By December 2nd I was feeling ready to pick up judo again the next week. Woke up on the 3rd with a sniffly nose, and by end afternoon I was knocked out and slept a good 2.5 hours until 7.30pm. Had a dreadful night, not feeling well and upset that I was falling ill again. Stayed at home in bed on the 4th (nose and couch and slight fever, “my usual”), and bravely (stupidly) decided that after this day of total rest I would be well enough to go to work the next day.

Bad idea. After 10 minutes on the train I knew I had made a mistake. The friend I sometimes travel with was there and told me (kindly) that I looked like crap. I headed back home early afternoon, as soon as “the meeting” I’d been going for was dealt with. I took the 6th off (couch and rest), and saw my doctor on the 7th as I was still not feeling fit for work (I still had some fever). She put me on leave until the 11th, included. It was needed, though I felt terribly guilty about missing work and being ill. Symptoms this time around were mainly cough, cough, cough, some fever, a stuffy nose and feeling generally weak and miserable. The usual cold for me.

On the 12th I was back to being “normally” functional again, but taking the lift instead of stairs, though. At least my brain was back.

Illness 3

The cough lingered on as it always does but within a week I felt in good enough shape that I was running up stairs again and looking forward to finally going back to judo and skiing during the winter break (though I skipped singing practice on the 13th).

On the 21st morning I woke up with a painful trachea and a nastier cough than the day before. That didn’t bode well. Thankfully I was working from home. In the afternoon I noted that the two flights of stairs between my office and my flat felt like an exhausting trek and that I was pretty out of breath. As I suspected, my temperature was rising. I saw my doctor the next day, who checked that nothing scary was afoot, and I went back to rest, hoping I’d be fit for our first family Christmas party on the 25th.

As I’m trying to determine objective indicators I can use to decide if I’m “fit for work” or not (after the fiasco of illness 2), I though I’d keep track of my temperature and associated symptoms.

I can therefore confirm that when I’m running 37.1 or even 37.0 I feel like crap: my body is painful, moving anywhere is a huge effort, to say nothing of walking up a flight of stairs. My brain is mush. I am, however, able to watch TV series and listen to podcasts. When it climbs up to 37.5 or a bit more, it gets worse. Concentrating on a TV show or a podcast feels like an effort, and I’ll find myself not wanting to or giving up. I can cook a simple meal, however. You know, fry some fish fingers in the pan, make some pasta and heat some frozen vegetables. At 38.5 or more, we enter the world of “just let me close my eyes and wait until it’s over”. No podcasts, no TV. I can still crawl out of bed and put a frozen pizza in the oven. But no more than that. Mainly, I will be lying down, awake or asleep, mind blank, waiting.

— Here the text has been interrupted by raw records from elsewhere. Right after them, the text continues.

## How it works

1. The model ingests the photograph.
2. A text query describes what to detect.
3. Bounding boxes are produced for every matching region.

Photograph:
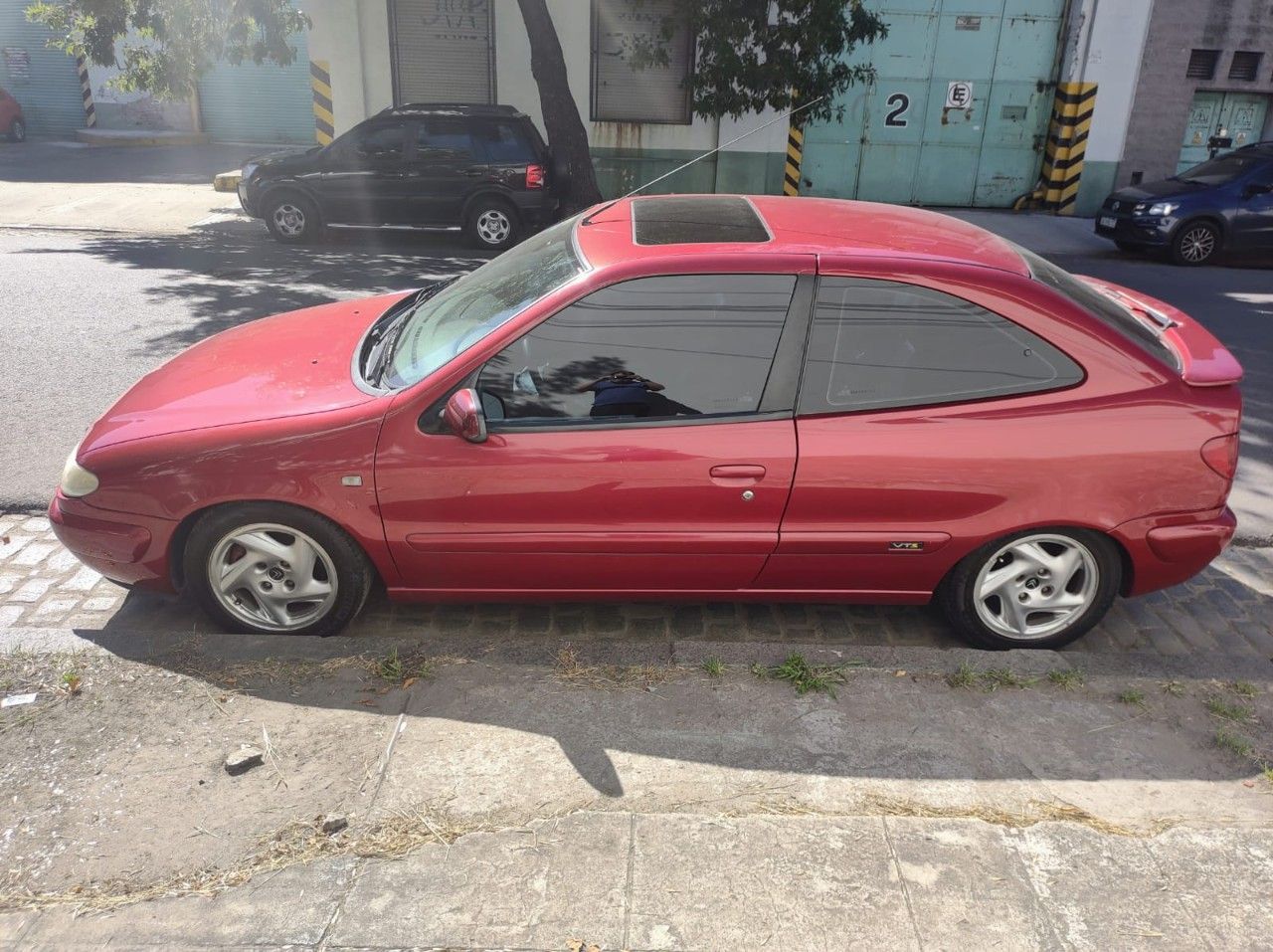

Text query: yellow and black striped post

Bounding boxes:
[783,126,805,195]
[76,56,96,128]
[1042,83,1096,215]
[309,60,336,145]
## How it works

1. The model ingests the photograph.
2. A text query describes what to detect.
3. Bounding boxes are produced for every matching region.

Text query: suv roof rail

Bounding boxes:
[377,103,522,115]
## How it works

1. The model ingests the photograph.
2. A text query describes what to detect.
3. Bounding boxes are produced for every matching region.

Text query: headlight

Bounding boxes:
[61,447,96,499]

So, on the 21st, 37.1; 22nd, 37.5; I don’t know what happened during the night between the 22nd and 23rd, but I know I hit 38.7, woke up at one point so drenched in sweat that I had to change, woke up another time shivering, woke up another time feeling my symptoms were much diminished (pain, inflammation), and in the morning of the 23rd I was still above 38.5. At some point in the afternoon I got so fed up that I took something to bring the fever down. 38 already felt much better, and 37.5 was positively wonderful – in comparison. I hovered around 37 and 37.5 on the 24th, and yesterday (the 25th) I was “almost normal”: down to 36.3 at times, my “base temperature”, but then back up to 37 in the evening.

Back to now

Today, on the 26th, is the first day I really feel “ok” and my temperature is normal (so far). Of course, I’m still coughing my lungs out, exhausted, and my whole body is painful. Codeine is going to continue being my best friend for the next days. I won’t be going to family Christmas tomorrow, but with a bit of luck I’ll be able to attend the one we postponed until the 29th.

I hope you enjoy all these calendar and numerical details. As you can see, it’s what’s coming out of my brain right now.

For those of you who may be concerned: of course I’m taking medicine for all this. As we all know, with viruses all you can do is rest and treat the symptoms. And I have the nasty, efficient, deadly drugs you need for that. Codeine, cortisone inhalers, decongestants that you shouldn’t take for too long, painkillers when needed, antihistamines for the night, steam thingy with an essential oil mix, stuff you pour down your nose, you name it, I have it. Yes, the sad reality of life is that you can “do everything right” and still fall ill.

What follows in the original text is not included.